In 2019, the era of the “free for all” cryptocurrency exchange market may be over. The recently released Financial Action Task Force (FATF) paper reveals a position demanding strict know-your-customer procedures for even relatively small digital asset sales.
“In cases where a [Virtual Asset Service Provider] VASP carries out an occasional transaction, however, the designated threshold above which VASPs are required to conduct CDD is USD/EUR 1,000…” the paper suggests.
In the past, exchanges had various tiers for verification, with the possibility for totally anonymous exchanges between two coins. Now, even crypto-to-crypto exchanges may be subject to at least an email verification. For large-scale orders, a complete profile including passport or even a live verification may be required.

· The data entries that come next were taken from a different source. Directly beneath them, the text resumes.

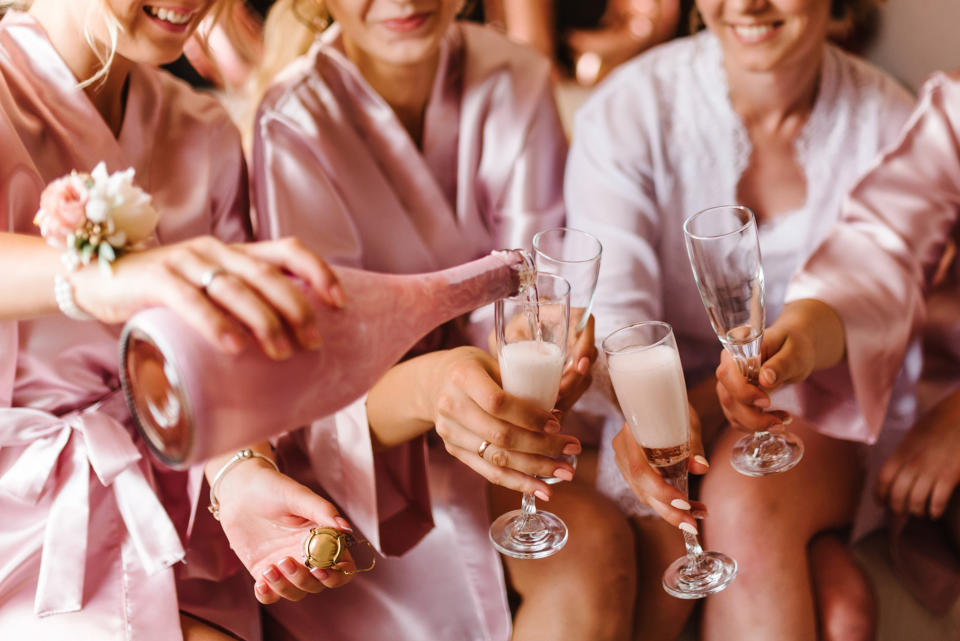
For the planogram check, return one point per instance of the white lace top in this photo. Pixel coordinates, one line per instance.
(660, 141)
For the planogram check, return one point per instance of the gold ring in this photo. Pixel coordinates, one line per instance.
(211, 275)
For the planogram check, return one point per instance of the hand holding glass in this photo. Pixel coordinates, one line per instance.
(531, 363)
(724, 253)
(648, 379)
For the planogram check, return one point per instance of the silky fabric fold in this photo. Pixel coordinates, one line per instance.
(334, 166)
(659, 141)
(900, 215)
(91, 529)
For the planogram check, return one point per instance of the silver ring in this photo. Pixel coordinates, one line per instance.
(211, 275)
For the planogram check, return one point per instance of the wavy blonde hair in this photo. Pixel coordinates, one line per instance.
(107, 54)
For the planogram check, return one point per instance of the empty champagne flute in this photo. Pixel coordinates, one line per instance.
(574, 255)
(724, 253)
(648, 379)
(531, 331)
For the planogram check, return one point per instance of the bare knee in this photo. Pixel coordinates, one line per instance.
(844, 594)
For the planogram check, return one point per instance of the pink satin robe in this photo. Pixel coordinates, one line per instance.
(660, 141)
(875, 269)
(334, 166)
(90, 531)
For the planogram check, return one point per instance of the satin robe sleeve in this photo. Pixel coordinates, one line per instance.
(384, 494)
(876, 264)
(609, 192)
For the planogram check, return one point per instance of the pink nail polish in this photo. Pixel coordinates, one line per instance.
(563, 474)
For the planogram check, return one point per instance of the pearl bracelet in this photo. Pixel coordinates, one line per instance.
(63, 293)
(242, 455)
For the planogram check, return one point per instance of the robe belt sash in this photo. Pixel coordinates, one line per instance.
(66, 448)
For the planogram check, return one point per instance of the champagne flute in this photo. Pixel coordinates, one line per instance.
(648, 379)
(574, 255)
(724, 253)
(531, 351)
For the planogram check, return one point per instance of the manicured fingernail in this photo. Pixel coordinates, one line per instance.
(337, 296)
(563, 473)
(232, 342)
(572, 448)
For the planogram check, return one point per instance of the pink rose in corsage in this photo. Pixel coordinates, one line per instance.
(95, 216)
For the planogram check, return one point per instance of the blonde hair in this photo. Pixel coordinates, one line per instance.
(106, 54)
(290, 28)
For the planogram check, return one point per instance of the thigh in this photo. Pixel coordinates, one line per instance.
(820, 493)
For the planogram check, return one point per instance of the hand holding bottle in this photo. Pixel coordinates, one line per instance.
(266, 516)
(226, 292)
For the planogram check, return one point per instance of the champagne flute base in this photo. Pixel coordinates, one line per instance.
(701, 576)
(543, 534)
(764, 453)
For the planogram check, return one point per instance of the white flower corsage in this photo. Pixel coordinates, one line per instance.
(95, 216)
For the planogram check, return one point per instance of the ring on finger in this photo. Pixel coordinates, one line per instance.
(483, 448)
(209, 276)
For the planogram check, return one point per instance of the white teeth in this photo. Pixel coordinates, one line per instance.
(752, 32)
(169, 15)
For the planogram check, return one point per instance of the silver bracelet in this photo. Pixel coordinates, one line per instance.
(242, 455)
(63, 293)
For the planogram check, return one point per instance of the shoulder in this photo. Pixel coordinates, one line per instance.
(644, 92)
(182, 112)
(867, 87)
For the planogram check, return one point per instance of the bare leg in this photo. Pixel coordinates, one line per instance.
(660, 617)
(844, 596)
(197, 630)
(585, 591)
(767, 524)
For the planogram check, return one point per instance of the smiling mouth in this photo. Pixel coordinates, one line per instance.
(171, 16)
(755, 32)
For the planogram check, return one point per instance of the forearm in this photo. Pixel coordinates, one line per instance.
(819, 323)
(30, 266)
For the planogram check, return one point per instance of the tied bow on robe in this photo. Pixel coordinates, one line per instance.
(81, 440)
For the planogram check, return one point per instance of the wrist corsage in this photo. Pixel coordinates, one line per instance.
(96, 216)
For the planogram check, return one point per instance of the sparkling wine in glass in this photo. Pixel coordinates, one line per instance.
(531, 332)
(724, 253)
(574, 255)
(648, 379)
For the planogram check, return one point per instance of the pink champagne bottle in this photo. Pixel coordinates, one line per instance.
(192, 401)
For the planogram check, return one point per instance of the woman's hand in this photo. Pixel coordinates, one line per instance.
(807, 336)
(923, 472)
(576, 375)
(647, 484)
(247, 291)
(267, 517)
(470, 407)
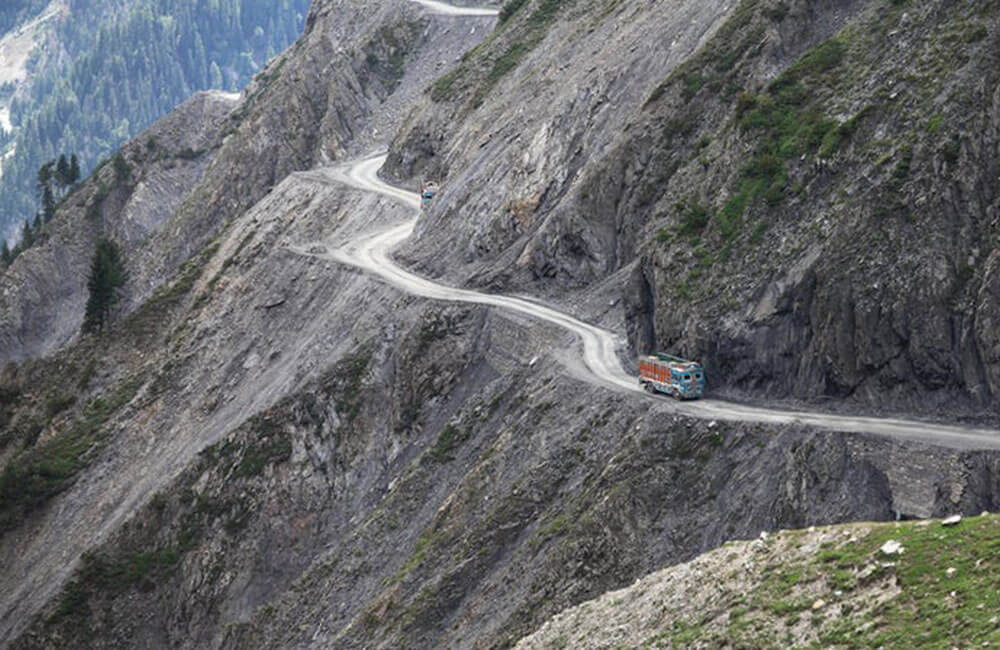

Transactions under $1,000 are considered “occasional”. However, even for digital asset ATM, there may be a requirement for the machine operator to register as VASP.
The FATF document also discusses the potential risk for each country, based on the fact that digital asset transactions can be used to obfuscate the identity of sender and receiver. The biggest concern is for countries and territories where digital assets may be used for money laundering and terrorism financing.
The FATF recommendation, in fact, goes to country governments, which would be the central estimators of risk for the usage of digital assets. The document shows the growing awareness of the problems posed by the attempt to create anonymous transactions. The recommendations may lead to increased government vigilance regarding the potential of digital currencies for money laundering and terrorism financing.
In the past years, regulators caught up with exchanges, and most leading market operators were quick to pass restrictions. The most recent wave of limitations concerns US-based traders, who either lost access to some types of coins, or lost access to international markets. In the past, some types of assets, anonymous coins such as Monero (XMR) and ZCash (ZEC) were also excluded from Asian exchanges.
Bitcoin (BTC) now reaches a market capitalization above $191 billion’s equivalent. Depending on markets and exchanges, it is theoretically possible to liquidate millions or even tens of millions of dollars, creating significant opportunities for obscured money transfers.